I’ve been thinking, as I often do, about the support for local music and have realised that there is actually a very sound political argument for supporting live shows. Grassroots events are clearly on the wane as seen by the amount of venues closing or moving into more obvious incomes such as food, DJ’s and karaoke nights. Imagine if local level gigs dried up altogether? All you would be left with is a music monopoly made up of large festivals and over priced arena shows that would then be in a position to charge what they want due to total control of the game. As the prices are hiked up, the man in the street would be bumped out of the equation and music, like much art, would only be accessible to the moneyed minority. As I see it keeping local music operating is nothing less than a political act, part of a class struggle and to support this movement all you have to do is take in a show. Simple yet subversive… a bit like an old punk friend of mine.
And talking of subversive, The Vibrators were at the forefront of the first wave of British punk and you can catch their guitarist John Ellis at The Victoria tonight. Mixing drone acoustica, psychedelic meanderings and electronica; John’s current music path reminds us that he has had a very varied musical career before and after his well known punk days.
Friday and the blues comes to town. Poplar Jake has 2 critically acknowledged albums to his name and now fronting his Electric Delta Blues Review he delivers blues which takes the genre back to its roots at The Rolleston. Meanwhile down below at Level 3, you can catch The Rod Garfield Blues Band, the man no less than Alexis Korner described as “one of the best white blues harmonica players around,” and a brilliant band to boot.
Anton Barbeau and his mercurial, acid-laced pop and psychedelic meanderings are no stranger to The Beehive, this time he will be joined by fellow West Coasters, The Corner Laughers (pictured) who mine rich seams of 60’s girl band, sweet soul, sun-kissed folk, childhood memories and endless summers to deliver perfect pop songs.
Just up the road at The Castle, Kitchen Sink Dramas will be offering up poignant and political insights in song form and at The Locomotive All Ears Avow deliver crashing metal riffs and pop punk backbeats with the Paramore-esque Freefall opening the show.
There isn’t enough room here to explain Buswell’s 10-Day Orchestra Challenge, which is to be found at Museum and Art Gallery, on Saturday, but all the details can be found elsewhere in the music section.

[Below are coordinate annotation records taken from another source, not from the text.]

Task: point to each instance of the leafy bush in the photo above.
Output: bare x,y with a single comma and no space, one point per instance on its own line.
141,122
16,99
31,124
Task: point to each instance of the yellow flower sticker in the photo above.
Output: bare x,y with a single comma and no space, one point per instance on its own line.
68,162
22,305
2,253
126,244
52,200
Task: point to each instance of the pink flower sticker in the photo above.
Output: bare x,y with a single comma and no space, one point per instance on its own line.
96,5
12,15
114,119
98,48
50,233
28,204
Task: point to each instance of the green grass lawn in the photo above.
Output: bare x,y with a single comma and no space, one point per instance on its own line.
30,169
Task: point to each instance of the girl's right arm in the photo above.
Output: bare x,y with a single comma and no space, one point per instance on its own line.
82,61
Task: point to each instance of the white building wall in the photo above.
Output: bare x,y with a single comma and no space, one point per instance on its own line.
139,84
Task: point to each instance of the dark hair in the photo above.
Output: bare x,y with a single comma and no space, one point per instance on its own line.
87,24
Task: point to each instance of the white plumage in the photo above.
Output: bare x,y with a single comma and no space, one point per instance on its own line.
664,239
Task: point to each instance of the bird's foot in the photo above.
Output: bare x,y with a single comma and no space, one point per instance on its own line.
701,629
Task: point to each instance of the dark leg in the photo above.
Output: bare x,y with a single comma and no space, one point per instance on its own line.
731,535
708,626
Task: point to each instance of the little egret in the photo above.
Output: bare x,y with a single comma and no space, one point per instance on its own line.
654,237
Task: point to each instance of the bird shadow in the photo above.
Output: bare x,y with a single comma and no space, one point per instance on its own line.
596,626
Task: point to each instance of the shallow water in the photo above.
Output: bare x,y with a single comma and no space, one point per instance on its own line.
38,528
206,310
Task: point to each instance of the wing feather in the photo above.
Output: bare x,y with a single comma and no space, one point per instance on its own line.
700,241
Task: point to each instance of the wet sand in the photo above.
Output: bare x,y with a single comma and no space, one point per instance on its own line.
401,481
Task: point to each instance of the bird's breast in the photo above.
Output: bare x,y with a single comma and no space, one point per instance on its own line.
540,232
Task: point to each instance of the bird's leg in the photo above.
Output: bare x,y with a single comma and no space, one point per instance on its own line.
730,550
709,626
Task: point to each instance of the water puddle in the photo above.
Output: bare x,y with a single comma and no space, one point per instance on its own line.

Rock fans will find lots of music vying for their attention on Saturday firstly with Dirty Thrills at Level 3. Stoner Rock, dirty blues and industrial strength sleazy grooves all go into the mix and the result is a brilliant future-retro rock anomaly.
Down at The Locomotive the vibe is more punked up, rocked out, Americana as Raze*Rebuild (formerly Coasters) deliver dynamically vibrant, heartfelt, confessional songs built on Riffs big enough to take your head off, but sweet enough for you not to notice. Support comes from Doctor’s Pond, the original music alter ego of The Chaos Brothers who away from the cover set list reveal themselves to be a strange Cramps/Gun Club/godknowswhat hybrid. Definitely a band to check out.
And talking of covers, catch classic rock with Rorkes Drift at The Victoria or party covers from Mid-Life Crisis at The Jovial Monk.
Rod Garfield makes a solo appearance at The Rolleston for the lunchtime blues session so expect your Sunday Roast to be accompanied by some bottleneck blues, wicked harmonica breaks and whiskey-cracked vocals.
And finally at The Roaring Donkey on Wednesday is Sergeant BuzFuz main man Joe Murphy. Whether he’s fronting that quirky, anti-folk-pop band or performing as a solo player you will find a set of songs packed with incisive wit and homespun wisdom reminiscent of fellow Yorkshire ex-pat Jarvis Cocker.